The Holocaust’s witnesses are dying off Soon no one will be left to speak out against those who deny the reality of the Nazi death camps,
By Colin BOSTOCK-SMITH
The First Post
December 13, 2006
It's disturbing to watch those madmen as they gather in Tehran, eager to deny that during the late 1930s and early 1940s there was a determined attempt to exterminate the entire Jewish race.
Those invited to Mahmoud Ahmadinejad's provocative two-day conference - Review of the Holocaust: Global Vision - include David Duke, a former imperial wizard of the Ku Klux Klan, and Michele Renouf, a London-based associate of the revisonist author David Irving, in jail in Vienna for Holocaust denial.
More disturbing is the realisation that the people who actually witnessed the death camps, (after the war, as well as the survivors themselves) who freed the skeletons, who bulldozed the corpses into pits... those people are now dying themselves.

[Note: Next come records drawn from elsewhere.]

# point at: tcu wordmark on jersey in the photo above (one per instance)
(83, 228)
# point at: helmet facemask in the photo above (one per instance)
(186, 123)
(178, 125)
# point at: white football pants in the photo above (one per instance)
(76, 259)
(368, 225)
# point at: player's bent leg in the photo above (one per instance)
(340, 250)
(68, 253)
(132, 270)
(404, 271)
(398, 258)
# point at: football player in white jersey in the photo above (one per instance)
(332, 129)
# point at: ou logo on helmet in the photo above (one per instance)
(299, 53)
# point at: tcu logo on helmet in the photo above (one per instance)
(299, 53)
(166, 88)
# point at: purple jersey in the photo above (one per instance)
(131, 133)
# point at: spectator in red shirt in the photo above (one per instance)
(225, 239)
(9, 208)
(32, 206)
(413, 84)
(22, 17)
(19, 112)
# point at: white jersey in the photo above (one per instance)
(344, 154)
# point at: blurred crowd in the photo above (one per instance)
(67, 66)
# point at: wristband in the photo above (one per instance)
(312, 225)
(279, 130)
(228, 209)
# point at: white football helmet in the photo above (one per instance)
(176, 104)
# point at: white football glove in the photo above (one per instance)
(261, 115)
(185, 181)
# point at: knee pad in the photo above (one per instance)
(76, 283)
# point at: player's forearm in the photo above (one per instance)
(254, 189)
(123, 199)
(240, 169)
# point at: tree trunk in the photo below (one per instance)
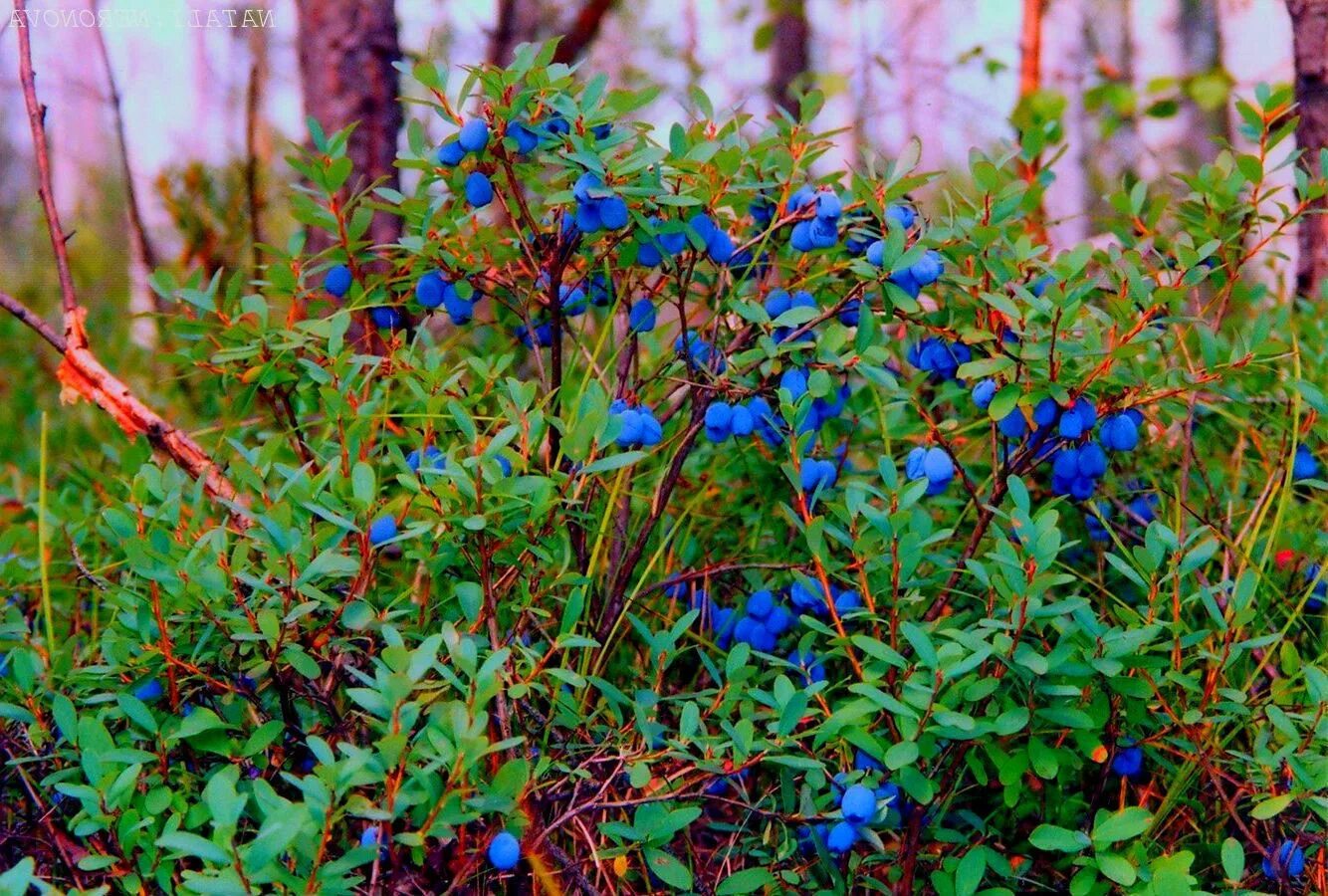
(789, 52)
(346, 50)
(518, 23)
(1309, 40)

Before too long, the only evidence that the Holocaust ever took place will be found in the
records. Then the Holocaust-deniers will come into their own; there will be no witnesses left to refute the claim, made by Duke and Irving and others like them, that it was all a lie.

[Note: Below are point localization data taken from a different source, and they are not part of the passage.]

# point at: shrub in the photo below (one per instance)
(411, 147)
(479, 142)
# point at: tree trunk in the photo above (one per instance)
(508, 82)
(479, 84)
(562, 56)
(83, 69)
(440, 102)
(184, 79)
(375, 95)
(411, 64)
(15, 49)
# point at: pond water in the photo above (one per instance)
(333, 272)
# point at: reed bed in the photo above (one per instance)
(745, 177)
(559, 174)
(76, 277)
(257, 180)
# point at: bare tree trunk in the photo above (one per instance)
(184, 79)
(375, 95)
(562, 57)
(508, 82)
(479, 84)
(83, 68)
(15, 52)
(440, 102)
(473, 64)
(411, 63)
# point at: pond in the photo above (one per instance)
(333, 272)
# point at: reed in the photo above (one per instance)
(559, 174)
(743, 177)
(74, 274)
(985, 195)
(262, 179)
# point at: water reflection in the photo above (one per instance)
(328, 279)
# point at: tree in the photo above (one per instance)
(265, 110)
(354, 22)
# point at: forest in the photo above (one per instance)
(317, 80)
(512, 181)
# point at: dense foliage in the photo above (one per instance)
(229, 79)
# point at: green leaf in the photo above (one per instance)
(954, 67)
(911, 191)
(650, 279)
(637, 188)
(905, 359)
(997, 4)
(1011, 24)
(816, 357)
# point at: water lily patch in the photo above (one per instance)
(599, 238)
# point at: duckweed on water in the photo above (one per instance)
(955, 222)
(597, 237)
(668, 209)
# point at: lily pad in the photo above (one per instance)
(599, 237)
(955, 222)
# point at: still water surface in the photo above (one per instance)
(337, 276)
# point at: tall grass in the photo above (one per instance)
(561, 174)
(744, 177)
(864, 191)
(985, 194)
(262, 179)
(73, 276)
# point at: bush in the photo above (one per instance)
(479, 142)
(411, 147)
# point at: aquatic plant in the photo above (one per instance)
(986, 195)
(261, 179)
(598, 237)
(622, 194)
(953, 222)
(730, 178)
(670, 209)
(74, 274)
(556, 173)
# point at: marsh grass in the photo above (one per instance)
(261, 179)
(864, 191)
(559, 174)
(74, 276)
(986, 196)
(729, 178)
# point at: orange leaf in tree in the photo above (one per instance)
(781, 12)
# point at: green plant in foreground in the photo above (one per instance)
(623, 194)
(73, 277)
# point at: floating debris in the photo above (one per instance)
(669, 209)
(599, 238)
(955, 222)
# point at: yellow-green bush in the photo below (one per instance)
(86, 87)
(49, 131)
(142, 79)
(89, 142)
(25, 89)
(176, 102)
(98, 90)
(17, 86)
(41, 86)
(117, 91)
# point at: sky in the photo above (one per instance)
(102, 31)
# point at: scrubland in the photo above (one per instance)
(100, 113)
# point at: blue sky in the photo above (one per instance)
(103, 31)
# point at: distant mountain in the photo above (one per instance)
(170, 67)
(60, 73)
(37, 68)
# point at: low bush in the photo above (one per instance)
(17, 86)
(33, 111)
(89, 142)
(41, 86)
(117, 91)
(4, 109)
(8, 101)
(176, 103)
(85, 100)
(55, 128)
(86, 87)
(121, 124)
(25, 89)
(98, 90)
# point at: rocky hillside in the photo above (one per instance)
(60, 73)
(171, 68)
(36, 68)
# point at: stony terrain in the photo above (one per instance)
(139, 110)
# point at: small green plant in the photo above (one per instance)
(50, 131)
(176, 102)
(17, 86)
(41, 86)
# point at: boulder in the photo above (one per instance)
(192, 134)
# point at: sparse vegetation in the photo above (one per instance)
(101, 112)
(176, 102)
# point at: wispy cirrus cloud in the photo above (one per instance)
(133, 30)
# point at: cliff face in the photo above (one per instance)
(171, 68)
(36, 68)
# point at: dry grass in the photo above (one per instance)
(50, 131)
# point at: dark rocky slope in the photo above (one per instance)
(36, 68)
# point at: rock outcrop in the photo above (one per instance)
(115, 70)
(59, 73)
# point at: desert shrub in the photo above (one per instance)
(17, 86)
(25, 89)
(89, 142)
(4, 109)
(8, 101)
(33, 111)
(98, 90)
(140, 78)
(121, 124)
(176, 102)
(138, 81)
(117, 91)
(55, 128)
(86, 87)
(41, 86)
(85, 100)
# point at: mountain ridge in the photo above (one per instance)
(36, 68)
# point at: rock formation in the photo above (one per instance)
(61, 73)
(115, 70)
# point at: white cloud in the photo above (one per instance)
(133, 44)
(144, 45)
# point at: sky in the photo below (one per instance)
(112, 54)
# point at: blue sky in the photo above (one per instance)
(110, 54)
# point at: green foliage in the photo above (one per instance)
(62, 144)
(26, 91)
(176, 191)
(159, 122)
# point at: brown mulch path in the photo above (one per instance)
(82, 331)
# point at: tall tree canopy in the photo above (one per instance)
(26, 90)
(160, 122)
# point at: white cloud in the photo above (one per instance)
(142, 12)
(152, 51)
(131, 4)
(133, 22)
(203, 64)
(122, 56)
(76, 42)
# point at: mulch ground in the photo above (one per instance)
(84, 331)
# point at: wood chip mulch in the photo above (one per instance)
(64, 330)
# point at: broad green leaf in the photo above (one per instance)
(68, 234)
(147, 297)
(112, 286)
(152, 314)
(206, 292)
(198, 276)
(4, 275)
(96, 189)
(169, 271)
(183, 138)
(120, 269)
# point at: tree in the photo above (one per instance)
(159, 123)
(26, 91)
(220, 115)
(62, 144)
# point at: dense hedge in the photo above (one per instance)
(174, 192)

My godmother, Nancy, was one such witness. She was a pretty and charismatic woman, and she was an ambulance driver in the first British army convoy to enter Belsen.
Before the war, Nancy was something of a free spirit. The youngest daughter of strict parents, she resisted the dual attractions of marriage and a proper career, and instead went on the stage. She was, apparently, not much good on it. But she had fun. Late nights. Loads of men. She was a bright young thing. She revelled in life. She sparkled.
When hostilities broke out, she joined up, she drove her ambulance, and in the spring of 1945 she drove it into Belsen.
That much I knew as a child. I wanted to know more. But Nancy wasn't telling.
With the end of hostilities, her life changed abruptly. She no longer wanted anything to do with the stage, with her former life. Instead she emigrated. She got on a boat for Kenya, married a tea farmer, and stayed there until her death.
Of course, she came home occasionally. 'On leave', as the Kenyan whites called it. And when she did, I pestered her to tell me more about Belsen. She always refused.
Then, in the early 1990s, she came back one last time. One evening, after a heavy and convivial dinner, and far too much burgundy, I asked her about it again. What was it like? How did she feel? Her answer sobered us all up at a stroke.
"The worst thing," she began, "the worst thing was the doctor's rounds. I would have to go round the huts with a doctor, looking at the people. And the doctor would indicate to me which ones to take out for treatment. In other words, which ones stood a chance of surviving. The others were beyond help. They simply had to be left where they were, to die."
‘I can never forget their eyes,’ said Nancy . ‘They were beyond help. They had to be left to die’
She didn't have to point out the grotesque irony of those selections - that people who had survived the Nazi selections for death were now being selected for life. Or not.
"The doctor knew that those who were left would die. I knew they would die. And they knew they would die. You could see it in their eyes. They crawled at our feet, begging to be taken out. But we couldn't take them all. We just couldn't."
She got up, the convivial evening lying in pieces at her feet. "It's their eyes," she told me coldly. "I can never forget their eyes."
Then she went up to bed. Days later she left England for the last time, returned to her farm in Kenya, and died a few months later after a short illness.